An exceptionally moist chocolate cake flavored with Razzamatazz liquor and an intense raspberry mousse filling. It is then topped with a buttercream frosting and LOTS of raspberries for a cake that will amaze and fool everyone. Enjoy their surprise when you tell them it is gluten free!


  • Raspberry Mousse:
  • 500 grams/ 2 c. Raspberries, fresh or frozen and thawed, pureed*
  • 48 g./ ¼ c. Granulated Sugar
  • 2 T. Lemon Juice + 1 T Water
  • 1 T./ 7 g./ 1 pkg. Unflavored Gelatin
  • 1 c. Heavy Whipping Cream
  • 30 g./ ¼ c. Powdered Sugar
  • Chocolate Raspberry Cake:
  • 233 g./ 1 ½ c. My Gluten-Free Flour Mix
  • ¾ t. Xanthan Gum
  • 144 g./ ¾ c. Light Brown Sugar
  • 144 g./ ¾ c. Granulated Sugar
  • 60 g./ ¾ c. Unsweetened Cocoa Powder (Hershey’s)
  • ½ t. Baking Soda
  • ¼ t. Baking Powder
  • ¼ t. Salt
  • 113 g./ 1 stick/ ½ c. Unsalted Butter, melted and cooled to room temperature
  • ¼ c. Canola Oil
  • 150 g./ 3 Large Eggs, room temperature
  • ½ c. Razzamatazz Liquor
  • 1 t. Raspberry Extract (opt.)
  • ¼ c. Buttermilk, room temperature, shaken
  • 60 g./ ¼ c. Full Fat Sour Cream
  • ½ c. Weak Brewed Coffee, cooled to room temperature**
  • 1 t. Vanilla Extract
  • Chocolate Frosting
  • 170 g./ 1 ½ Stick Unsalted Butter, softened
  • 144 g./ ¾ c. All-Vegetable Shortening
  • 60 g./ ¾ c. Unsweetened Cocoa Powder
  • 450 g./ 2½ c. Powdered Sugar
  • 1½ t. Vanilla Extract
  • 3 – 4 T. Water, Milk, or Room-temperature Brewed Coffee
  • Pinch of Salt (opt.)
  • Fresh Raspberries to finish the top and sides of the cake



To Make the Mousse:


Puree the raspberries. If desired, sieve the puree through a fine mesh sieve to remove the seeds; there should be 2 cups of pureed raspberries. Place the pureed raspberries in a small saucepan and heat to a slow simmer, stirring frequently; continue cooking on low heat until raspberry puree is reduced by half to 1 cup. Add the granulated sugar and continue cooking until the sugar is dissolved. Remove from heat.

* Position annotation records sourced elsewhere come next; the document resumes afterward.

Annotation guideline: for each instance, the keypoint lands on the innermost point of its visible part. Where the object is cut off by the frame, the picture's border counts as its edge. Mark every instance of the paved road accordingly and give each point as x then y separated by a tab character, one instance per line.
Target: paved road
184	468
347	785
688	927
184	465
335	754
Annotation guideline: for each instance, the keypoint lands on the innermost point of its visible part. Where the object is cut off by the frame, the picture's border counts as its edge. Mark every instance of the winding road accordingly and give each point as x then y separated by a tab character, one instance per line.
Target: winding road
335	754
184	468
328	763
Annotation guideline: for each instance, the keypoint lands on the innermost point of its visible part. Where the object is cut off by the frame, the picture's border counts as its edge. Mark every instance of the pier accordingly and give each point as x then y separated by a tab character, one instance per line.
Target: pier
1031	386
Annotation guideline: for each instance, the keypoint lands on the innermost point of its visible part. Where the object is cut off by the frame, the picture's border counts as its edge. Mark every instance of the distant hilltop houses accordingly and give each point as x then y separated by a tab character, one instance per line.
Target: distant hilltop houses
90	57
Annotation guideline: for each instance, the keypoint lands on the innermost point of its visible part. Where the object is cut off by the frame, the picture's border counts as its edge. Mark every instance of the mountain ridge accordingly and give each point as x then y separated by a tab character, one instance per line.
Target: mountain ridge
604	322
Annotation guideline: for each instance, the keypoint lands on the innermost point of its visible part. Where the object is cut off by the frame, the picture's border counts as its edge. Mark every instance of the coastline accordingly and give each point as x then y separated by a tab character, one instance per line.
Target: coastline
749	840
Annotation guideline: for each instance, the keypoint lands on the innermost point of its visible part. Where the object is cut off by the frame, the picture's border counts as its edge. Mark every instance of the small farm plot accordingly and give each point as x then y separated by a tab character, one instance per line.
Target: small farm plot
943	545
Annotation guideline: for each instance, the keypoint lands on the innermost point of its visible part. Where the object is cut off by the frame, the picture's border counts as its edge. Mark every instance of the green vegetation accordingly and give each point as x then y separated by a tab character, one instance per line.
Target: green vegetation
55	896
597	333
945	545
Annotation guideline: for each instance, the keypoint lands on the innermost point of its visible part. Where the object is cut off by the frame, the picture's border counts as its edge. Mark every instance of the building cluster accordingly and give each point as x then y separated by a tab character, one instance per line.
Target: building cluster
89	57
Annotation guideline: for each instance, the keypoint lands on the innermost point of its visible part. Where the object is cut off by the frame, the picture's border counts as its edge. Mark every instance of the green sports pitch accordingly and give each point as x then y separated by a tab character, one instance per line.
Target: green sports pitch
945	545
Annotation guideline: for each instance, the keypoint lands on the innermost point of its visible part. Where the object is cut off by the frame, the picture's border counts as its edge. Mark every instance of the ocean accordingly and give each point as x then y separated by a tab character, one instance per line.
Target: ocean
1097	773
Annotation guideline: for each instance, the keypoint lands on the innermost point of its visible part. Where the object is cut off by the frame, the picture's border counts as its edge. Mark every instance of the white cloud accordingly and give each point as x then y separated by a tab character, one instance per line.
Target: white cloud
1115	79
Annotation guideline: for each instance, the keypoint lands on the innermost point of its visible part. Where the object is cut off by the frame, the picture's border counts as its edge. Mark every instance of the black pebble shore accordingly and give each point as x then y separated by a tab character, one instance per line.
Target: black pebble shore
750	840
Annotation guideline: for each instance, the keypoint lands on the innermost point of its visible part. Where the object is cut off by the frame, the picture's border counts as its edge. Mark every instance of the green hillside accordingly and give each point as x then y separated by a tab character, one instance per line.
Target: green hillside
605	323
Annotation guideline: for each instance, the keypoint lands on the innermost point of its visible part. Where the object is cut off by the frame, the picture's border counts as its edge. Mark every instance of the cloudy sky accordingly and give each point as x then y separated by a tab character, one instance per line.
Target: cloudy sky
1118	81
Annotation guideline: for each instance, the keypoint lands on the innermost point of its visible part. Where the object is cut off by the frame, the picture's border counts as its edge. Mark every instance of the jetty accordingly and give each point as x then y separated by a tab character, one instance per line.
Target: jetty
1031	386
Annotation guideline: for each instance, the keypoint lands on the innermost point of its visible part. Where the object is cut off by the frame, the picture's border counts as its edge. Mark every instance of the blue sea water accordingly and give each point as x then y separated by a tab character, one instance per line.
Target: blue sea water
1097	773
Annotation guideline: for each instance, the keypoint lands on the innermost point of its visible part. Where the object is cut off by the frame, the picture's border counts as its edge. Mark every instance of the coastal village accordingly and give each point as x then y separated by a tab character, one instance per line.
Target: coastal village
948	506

Place the lemon juice and water in a small, microwave-safe bowl. Sprinkle the unflavored gelatin on top and let sit for 5 minutes to soften. Microwave gelatin on HIGH for 30 seconds until gelatin is dissolved; whisk. Pour into raspberry mixture, whisking constantly, cool to room temperature. Once cool, place in a refrigerator and chill.


In a small bowl, beat whipping cream until foamy; add powdered sugar and continue beating until stiff peaks form. DO NOT OVERBEAT. Beat the raspberry/gelatin mixture until it can be stirred easily. Gently fold in the raspberry mixture. Cover; refrigerate until ready to use.


To Make the Cake:


In a small bowl, whisk together the melted butter, canola oil, Razzamatazz liquor, buttermilk, eggs, coffee, and vanilla; set aside.


In the bowl of a stand mixer, or a large mixing bowl, whisk together on low speed My Gluten-Free Flour Mix, xanthan gum, both sugars, cocoa powder, baking soda, baking powder, and salt. Make a well in the middle. Pour the mixed wet ingredients into the well and beat on low speed for 30 seconds to combine, scraping the bowl and beaters. Increase speed to medium and beat for at least 2 minutes, scraping bowl and beaters frequently, until all ingredients are combined, and the batter is smooth. Cover the bowl and refrigerate for at least 2 hours or overnight.


When Ready to Bake:


If cake wraps are available, soak 2 wraps in ice water for 30 minutes. Spray two 9” round cake pans with non-stick cooking spray. Line bottom of cake pans with parchment paper. Squeeze excess water out of cake wraps, wrap around cake pans, and pin in place; set aside.


Preheat oven to 350 degrees. Place oven rack in the middle of the oven.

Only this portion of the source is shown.